Another client of Nationwide Recovery Services has announced they were affected by the vendor’s breach. Robert Sorrell reports:
BRISTOL, Tenn. — A data breach at a third-party vendor used by the city of Bristol, Tennessee, may have exposed sensitive personal information of residents whose accounts had been turned over for collection.
During a City Council work session Tuesday evening, officials said approximately 6,000 letters will be sent to people notifying them of the breach and offering complimentary identity protection services. The breach occurred last summer but was not disclosed to the city until February 2025, city attorney Danielle Smith said Tuesday.
The third-party vendor, Nationwide Recovery Services, provided collection services for the city’s utility, municipal court, EMS and ambulance billing, and general billing operations. According to a legal notice posted on the city website on Tuesday, an unauthorized third party attempted to infiltrate NRS’ computer network on or around July 11, 2024.
Read more at Bristol Herald Courier.
Chattanooga, Tennessee was also affected, and sent out 836 letters. As the Chattanooga Times Free-Press reported on April 24:
Nationwide informed the city of the breach in February, Holl said in an April 4 release.

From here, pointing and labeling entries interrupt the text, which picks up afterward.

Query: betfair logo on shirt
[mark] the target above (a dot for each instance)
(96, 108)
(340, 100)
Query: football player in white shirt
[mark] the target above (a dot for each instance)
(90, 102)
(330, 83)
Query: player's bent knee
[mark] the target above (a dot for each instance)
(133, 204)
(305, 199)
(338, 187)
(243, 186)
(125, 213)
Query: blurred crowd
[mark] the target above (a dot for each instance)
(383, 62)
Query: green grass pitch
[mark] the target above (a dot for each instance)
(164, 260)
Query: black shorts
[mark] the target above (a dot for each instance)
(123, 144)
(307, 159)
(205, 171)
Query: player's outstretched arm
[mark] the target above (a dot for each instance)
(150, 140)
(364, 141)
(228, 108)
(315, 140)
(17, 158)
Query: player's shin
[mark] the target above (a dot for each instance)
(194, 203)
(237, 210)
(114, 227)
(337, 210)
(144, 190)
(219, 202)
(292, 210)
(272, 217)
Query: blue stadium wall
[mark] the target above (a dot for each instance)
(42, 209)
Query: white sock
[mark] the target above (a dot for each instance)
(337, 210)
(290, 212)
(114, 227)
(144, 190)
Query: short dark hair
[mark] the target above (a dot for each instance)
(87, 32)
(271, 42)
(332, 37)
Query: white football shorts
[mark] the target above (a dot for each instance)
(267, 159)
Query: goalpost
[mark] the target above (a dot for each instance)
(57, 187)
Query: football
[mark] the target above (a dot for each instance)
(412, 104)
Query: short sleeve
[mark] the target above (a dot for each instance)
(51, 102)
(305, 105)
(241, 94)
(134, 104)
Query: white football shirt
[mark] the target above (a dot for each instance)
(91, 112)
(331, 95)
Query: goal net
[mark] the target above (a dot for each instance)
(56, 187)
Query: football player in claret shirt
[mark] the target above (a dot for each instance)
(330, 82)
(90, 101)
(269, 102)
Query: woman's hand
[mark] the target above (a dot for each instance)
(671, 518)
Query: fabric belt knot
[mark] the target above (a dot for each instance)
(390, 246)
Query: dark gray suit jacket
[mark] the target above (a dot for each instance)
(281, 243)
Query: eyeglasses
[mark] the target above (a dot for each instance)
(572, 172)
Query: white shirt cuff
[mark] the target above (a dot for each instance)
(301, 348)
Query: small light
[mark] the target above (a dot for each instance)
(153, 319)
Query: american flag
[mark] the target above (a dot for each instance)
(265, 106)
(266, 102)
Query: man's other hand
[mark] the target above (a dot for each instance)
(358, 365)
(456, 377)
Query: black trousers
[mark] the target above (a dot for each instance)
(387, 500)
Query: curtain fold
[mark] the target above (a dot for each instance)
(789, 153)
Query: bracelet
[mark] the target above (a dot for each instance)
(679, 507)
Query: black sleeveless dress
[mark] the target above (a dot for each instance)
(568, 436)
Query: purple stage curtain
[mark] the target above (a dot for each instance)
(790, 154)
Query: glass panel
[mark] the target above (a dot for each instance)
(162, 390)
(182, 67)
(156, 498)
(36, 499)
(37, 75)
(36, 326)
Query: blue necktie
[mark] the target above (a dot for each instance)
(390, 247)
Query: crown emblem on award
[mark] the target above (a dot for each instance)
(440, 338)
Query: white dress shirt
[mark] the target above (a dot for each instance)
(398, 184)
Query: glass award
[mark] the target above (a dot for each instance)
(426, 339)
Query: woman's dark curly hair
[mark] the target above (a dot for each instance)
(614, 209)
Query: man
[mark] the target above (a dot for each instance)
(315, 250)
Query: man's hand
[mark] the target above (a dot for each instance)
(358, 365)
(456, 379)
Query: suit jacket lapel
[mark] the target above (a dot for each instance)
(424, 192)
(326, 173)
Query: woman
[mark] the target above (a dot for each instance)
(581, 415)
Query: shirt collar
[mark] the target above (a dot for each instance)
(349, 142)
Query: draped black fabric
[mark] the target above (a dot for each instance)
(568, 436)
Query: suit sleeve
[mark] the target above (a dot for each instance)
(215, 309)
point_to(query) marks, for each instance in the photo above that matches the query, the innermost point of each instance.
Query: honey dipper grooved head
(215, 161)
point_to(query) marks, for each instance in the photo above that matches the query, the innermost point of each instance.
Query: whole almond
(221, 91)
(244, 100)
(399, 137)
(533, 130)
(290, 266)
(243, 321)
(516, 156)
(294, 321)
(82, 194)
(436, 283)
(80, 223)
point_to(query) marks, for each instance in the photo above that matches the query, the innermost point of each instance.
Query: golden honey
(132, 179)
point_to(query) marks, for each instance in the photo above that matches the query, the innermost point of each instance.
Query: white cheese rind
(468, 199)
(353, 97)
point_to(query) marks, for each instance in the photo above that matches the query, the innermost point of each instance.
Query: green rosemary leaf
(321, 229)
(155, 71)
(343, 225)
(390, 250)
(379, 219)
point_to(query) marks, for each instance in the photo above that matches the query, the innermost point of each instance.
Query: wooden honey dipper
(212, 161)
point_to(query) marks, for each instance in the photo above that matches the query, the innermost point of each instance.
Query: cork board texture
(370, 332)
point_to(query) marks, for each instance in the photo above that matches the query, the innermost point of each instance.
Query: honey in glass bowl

In the February notice, Nationwide representatives said that they had first informed the city of a problem with the data’s security in July. The debt collector reported the breach to the Federal Trade Commission in September. Representatives of Kelly’s office have said that they learned of the breach April 4.
The city this month withdrew a contract with Nationwide and is now seeking a new contractor to handle its debt services.